I then covered the compost with more hay
Here I added some wood that I acquired at the county landfill while also acquiring free mulch.  When I get mulch I always walk around and grab whatever logs and sticks escaped the mulch machine.  I bring the wood home for hugel bed construction and for fire wood.
Here you can see more compost spread on top of the hay.  This compost came from a compost pile that is pictured further down. 

This is the South end of the South West bed.  I worked in two sections because I had that hole to fill on the other end.  I left one basil plant in the ground, you can see it on the top right of this picture.


To the right you can barely make out the compost because I dumped all of the mulch to the right.  The compost bin was made from rabbit fencing.  I just make a 3 foot diameter circle with the rabbit fencing and it works great.  This is spring and summer compost.  That five gallon bucket was dumped into that bin and then covered with hay or mulch about 15 times.  It composts down to nothing.  All spring and summer and I ended up with one wheel barrow worth of compost. 

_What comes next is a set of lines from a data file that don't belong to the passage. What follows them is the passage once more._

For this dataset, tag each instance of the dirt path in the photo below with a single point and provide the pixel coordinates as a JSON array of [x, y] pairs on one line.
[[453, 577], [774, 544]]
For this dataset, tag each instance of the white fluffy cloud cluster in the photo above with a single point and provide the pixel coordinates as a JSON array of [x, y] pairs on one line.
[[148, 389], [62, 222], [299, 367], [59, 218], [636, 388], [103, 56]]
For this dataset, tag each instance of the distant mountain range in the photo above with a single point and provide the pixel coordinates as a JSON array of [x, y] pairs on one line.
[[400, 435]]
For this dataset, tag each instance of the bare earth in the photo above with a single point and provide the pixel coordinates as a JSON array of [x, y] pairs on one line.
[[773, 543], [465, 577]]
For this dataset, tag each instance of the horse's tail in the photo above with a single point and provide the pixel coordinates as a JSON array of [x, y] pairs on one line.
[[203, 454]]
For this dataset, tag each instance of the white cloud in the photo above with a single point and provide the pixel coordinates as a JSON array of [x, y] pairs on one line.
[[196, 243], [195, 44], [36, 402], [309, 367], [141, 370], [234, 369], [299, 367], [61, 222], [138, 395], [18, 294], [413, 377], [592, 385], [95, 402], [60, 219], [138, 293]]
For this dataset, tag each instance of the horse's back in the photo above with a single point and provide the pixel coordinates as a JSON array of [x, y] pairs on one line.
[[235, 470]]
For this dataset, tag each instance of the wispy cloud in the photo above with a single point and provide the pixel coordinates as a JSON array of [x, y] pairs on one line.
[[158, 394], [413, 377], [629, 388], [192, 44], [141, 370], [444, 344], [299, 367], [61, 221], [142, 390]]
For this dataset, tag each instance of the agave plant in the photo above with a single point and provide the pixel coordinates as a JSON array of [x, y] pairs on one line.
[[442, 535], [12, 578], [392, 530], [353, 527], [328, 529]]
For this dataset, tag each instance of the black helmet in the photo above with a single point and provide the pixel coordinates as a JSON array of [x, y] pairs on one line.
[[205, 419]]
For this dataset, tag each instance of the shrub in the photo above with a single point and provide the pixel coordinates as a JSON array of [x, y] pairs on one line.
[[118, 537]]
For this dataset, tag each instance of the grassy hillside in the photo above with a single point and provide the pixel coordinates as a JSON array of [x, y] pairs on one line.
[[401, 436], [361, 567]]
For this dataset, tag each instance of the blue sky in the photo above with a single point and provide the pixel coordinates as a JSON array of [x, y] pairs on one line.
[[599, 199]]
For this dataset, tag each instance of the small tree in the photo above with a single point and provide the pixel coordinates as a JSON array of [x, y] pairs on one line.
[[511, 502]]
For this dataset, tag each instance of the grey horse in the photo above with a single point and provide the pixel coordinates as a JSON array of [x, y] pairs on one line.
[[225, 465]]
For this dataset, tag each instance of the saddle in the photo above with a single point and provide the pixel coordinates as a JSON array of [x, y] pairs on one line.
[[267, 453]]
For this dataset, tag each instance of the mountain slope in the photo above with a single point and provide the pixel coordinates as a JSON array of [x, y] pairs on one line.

Here I made another tribann with landfill wood.  I've also already spread the above compost across the entire bed.


I stood on the roof of my truck to get this pic

see

There are three beds here that make up the invoking and south facing end of the tribann.  They are hard to see due to changes over the year in plant growth.  It's hard to tell also because I have spread mulch around. 

Here you can see three beds a bit better, although the tribann is loosing it distinctness because of the North West bed (the bed shown at the bottom of this pic).  I made what I'm calling a "keyhole hugel bed".  You can see to the right, that there is a small area not covered with as much mulch.  That is the entrance into the key hold hugel bed.  Lot's of microclimates are going to exist in that bed.  You can also see the gypsy house (two car garage) and the chicken coop just to the left of it.



I finished up by adding a foot of mulch on top of the mess.